Dealing with stress & maintaining your wellbeing
Let’s face it – January is a stressful time in the university world. It's full of assignment deadlines, exams and module completions and this brings with it testing times and high emotions. Unfortunately, we do not want to be off our game due to stress but sometimes this can inevitably happen if we get too bogged down with self-expectations. That being said, it is a completely normal response to feel stressed about these sorts of things. The question is, how to do you strike a balance between normal and unhealthy ways of coping with stress?
Stay realistic. We all appreciate that, especially if you’re in your last year, you want to make sure you perform your very best during exams and in assignments. And while this motivation is good, it can also become unhealthy to the point where you may put too much importance on your performance. Remember to think of it as what it is – an opportunity to showcase your potential, but not the end of the world if it doesn’t go to plan. You always have other chances to retake or make up for any mistakes!
Prepare. The best way to decrease stress is going about an exam or assignment in a prepared manner – don’t leave it until the last minute, ask any questions you need to a couple of weeks before, etc – you know the drill. Don’t make this classic mistake and add unnecessarily to your stress.
Avoid caffeine/alcohol/etc. As you may be aware, caffeine is a classic example of a stimulant drug – and these are widely known to kick-start adrenaline and be a cause of increase of stress rather than a healthy remedy. Similarly, alcohol is known to be a depressant, which whilst drinking it may make you feel relaxed and good, however can have an adverse effect on your mental health the next day or even later on while drinking – and this is not going to help your stress during exam time.
Get your sleep. This is sometimes hard to achieve especially when you are stressed, but try and disassociate your room with anything that reminds you of your exams so it becomes a place of relaxation. Use your bedroom as a place to step back. Do something you enjoy that also calms you before going to sleep. Also, lavender is really good to dab onto your pillow as a natural remedy to help you drift off!
Find your balance. It’s healthy to have rewards like socialising, watching a movie or taking a break away from your studies. You cannot maintain concentration levels for 8+ hours straight. Remember, quality over quantity!
Rely on your routines. There is something awfully comforting about a routine, whether it’s just before you go to bed, or on your way to work/university. Following your usual rituals can help you regain a sense of control over your daily activities which can alleviate your stress.

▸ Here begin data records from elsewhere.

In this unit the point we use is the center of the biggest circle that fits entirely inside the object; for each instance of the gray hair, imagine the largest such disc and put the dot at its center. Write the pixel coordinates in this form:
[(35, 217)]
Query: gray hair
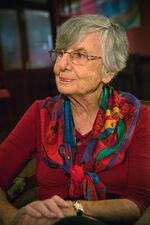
[(114, 41)]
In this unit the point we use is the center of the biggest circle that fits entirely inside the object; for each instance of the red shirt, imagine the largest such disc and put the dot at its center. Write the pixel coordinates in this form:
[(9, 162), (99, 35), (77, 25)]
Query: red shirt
[(129, 180)]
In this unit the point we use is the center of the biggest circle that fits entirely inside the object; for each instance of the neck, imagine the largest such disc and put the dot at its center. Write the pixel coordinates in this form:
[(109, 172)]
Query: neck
[(86, 104), (85, 109)]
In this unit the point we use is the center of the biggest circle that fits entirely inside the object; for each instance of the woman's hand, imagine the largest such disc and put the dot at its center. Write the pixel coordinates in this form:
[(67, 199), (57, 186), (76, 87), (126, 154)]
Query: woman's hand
[(54, 208)]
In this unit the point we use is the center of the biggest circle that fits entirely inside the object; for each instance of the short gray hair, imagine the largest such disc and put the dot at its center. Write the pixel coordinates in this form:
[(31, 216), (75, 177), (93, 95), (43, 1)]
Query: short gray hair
[(114, 41)]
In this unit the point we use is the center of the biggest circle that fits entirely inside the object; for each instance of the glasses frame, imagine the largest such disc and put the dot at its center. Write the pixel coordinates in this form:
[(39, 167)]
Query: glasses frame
[(88, 57)]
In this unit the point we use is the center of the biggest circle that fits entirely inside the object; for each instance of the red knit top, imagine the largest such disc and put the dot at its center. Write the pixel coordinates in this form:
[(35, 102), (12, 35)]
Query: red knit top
[(129, 180)]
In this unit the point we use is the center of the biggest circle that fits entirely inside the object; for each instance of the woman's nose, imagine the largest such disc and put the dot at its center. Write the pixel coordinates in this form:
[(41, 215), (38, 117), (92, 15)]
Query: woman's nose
[(65, 62)]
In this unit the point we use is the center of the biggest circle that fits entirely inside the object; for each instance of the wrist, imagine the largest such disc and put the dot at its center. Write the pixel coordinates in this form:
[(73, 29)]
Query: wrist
[(78, 208)]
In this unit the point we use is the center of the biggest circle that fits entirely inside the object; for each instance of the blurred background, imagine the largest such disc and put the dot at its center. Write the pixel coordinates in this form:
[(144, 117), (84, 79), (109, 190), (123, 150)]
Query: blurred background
[(27, 32)]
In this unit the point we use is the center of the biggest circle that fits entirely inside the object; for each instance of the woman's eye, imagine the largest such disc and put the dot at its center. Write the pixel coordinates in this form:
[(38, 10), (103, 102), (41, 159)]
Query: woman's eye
[(79, 55), (60, 54)]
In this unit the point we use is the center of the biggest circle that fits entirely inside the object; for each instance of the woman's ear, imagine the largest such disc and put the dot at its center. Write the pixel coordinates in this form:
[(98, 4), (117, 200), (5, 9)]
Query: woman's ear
[(108, 77)]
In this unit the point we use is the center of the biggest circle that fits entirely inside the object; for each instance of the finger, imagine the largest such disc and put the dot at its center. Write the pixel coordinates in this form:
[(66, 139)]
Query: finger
[(39, 210), (32, 211), (53, 207), (60, 201)]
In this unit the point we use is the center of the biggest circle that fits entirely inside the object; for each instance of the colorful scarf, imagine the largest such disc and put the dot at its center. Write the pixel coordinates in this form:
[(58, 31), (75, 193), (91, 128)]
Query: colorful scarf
[(111, 135)]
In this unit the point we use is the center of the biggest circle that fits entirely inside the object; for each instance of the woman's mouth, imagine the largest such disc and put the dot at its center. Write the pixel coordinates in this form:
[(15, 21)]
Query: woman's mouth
[(65, 79)]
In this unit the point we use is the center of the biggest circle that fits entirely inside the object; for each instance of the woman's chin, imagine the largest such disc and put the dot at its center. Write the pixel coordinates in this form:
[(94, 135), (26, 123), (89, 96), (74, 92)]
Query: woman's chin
[(65, 91)]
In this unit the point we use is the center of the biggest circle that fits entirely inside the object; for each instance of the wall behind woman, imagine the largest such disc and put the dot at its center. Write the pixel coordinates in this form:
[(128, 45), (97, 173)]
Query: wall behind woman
[(139, 37)]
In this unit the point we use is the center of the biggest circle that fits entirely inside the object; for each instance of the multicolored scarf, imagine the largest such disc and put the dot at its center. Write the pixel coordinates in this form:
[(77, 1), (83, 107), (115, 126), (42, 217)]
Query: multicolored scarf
[(112, 133)]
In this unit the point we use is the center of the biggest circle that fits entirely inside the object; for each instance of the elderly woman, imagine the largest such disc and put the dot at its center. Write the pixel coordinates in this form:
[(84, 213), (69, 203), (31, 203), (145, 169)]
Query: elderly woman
[(91, 142)]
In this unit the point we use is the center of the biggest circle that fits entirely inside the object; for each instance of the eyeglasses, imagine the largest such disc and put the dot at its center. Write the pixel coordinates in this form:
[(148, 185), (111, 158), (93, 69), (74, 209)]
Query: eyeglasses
[(78, 58)]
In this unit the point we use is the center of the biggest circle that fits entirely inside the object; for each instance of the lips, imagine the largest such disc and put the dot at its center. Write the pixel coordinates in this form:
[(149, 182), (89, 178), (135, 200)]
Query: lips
[(65, 79)]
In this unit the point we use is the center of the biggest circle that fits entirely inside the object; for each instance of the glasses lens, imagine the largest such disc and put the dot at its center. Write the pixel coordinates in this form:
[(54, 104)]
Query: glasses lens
[(79, 58), (53, 56)]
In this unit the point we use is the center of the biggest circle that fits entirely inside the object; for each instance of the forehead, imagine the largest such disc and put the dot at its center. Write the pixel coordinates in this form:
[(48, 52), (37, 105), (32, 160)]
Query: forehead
[(88, 42)]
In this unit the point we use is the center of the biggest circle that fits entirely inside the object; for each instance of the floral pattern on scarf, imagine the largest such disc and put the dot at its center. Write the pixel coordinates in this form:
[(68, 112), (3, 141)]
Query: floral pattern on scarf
[(112, 133)]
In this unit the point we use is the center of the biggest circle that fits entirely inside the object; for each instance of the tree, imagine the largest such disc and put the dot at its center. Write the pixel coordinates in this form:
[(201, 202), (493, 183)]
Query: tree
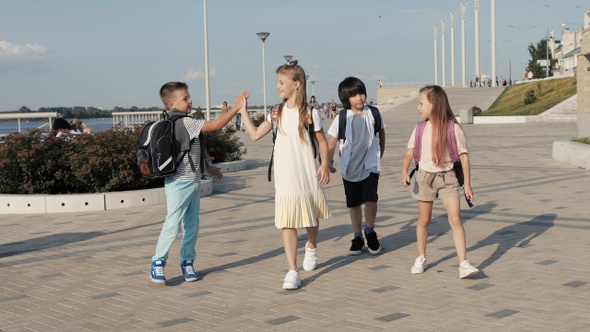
[(540, 53)]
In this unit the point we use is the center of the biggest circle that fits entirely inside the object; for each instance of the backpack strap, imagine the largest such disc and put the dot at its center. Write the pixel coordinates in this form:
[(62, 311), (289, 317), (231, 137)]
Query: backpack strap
[(185, 143), (274, 138), (451, 141), (377, 118), (342, 122), (418, 141), (310, 127), (342, 125)]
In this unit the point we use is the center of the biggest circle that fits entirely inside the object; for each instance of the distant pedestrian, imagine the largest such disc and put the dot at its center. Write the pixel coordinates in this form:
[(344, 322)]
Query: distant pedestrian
[(435, 177)]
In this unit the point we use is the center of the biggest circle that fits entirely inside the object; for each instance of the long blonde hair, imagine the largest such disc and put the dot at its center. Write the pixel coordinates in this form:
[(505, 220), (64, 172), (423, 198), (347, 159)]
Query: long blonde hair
[(296, 73), (439, 118)]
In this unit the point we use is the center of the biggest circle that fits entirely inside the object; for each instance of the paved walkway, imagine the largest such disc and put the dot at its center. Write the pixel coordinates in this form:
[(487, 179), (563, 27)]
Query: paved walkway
[(528, 233)]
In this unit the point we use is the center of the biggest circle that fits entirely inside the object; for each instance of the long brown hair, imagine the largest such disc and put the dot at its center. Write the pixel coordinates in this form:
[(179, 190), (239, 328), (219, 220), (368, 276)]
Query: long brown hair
[(296, 73), (439, 119)]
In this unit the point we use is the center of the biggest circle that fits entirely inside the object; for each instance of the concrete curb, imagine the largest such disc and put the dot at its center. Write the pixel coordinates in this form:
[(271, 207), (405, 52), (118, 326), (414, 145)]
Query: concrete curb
[(573, 153), (28, 204)]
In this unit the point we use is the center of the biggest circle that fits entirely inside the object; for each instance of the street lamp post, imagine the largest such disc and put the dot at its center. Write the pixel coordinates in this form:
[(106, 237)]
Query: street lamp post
[(493, 28), (523, 31), (477, 72), (442, 27), (463, 81), (435, 55), (452, 15), (207, 93), (263, 36)]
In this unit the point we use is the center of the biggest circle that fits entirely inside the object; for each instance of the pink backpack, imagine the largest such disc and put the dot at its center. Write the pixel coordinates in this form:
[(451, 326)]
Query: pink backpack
[(452, 146)]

Get out of your head. The circling thoughts and worries that may be going through your head are bound to get you down. At times where you feel like this, it’s good to engage your physical body – this could be drawing, knitting, running or climbing that inevitably put focus onto something else other than your thoughts.
Focus on gratitude. Sometimes, its good to step back and list the things in your life, from big to small, that you are grateful for or enhance your life and make it better. Gratitude has been associated with activation of dopamine, a feel-good neuro-transmitter, which naturally reduces feelings of stress.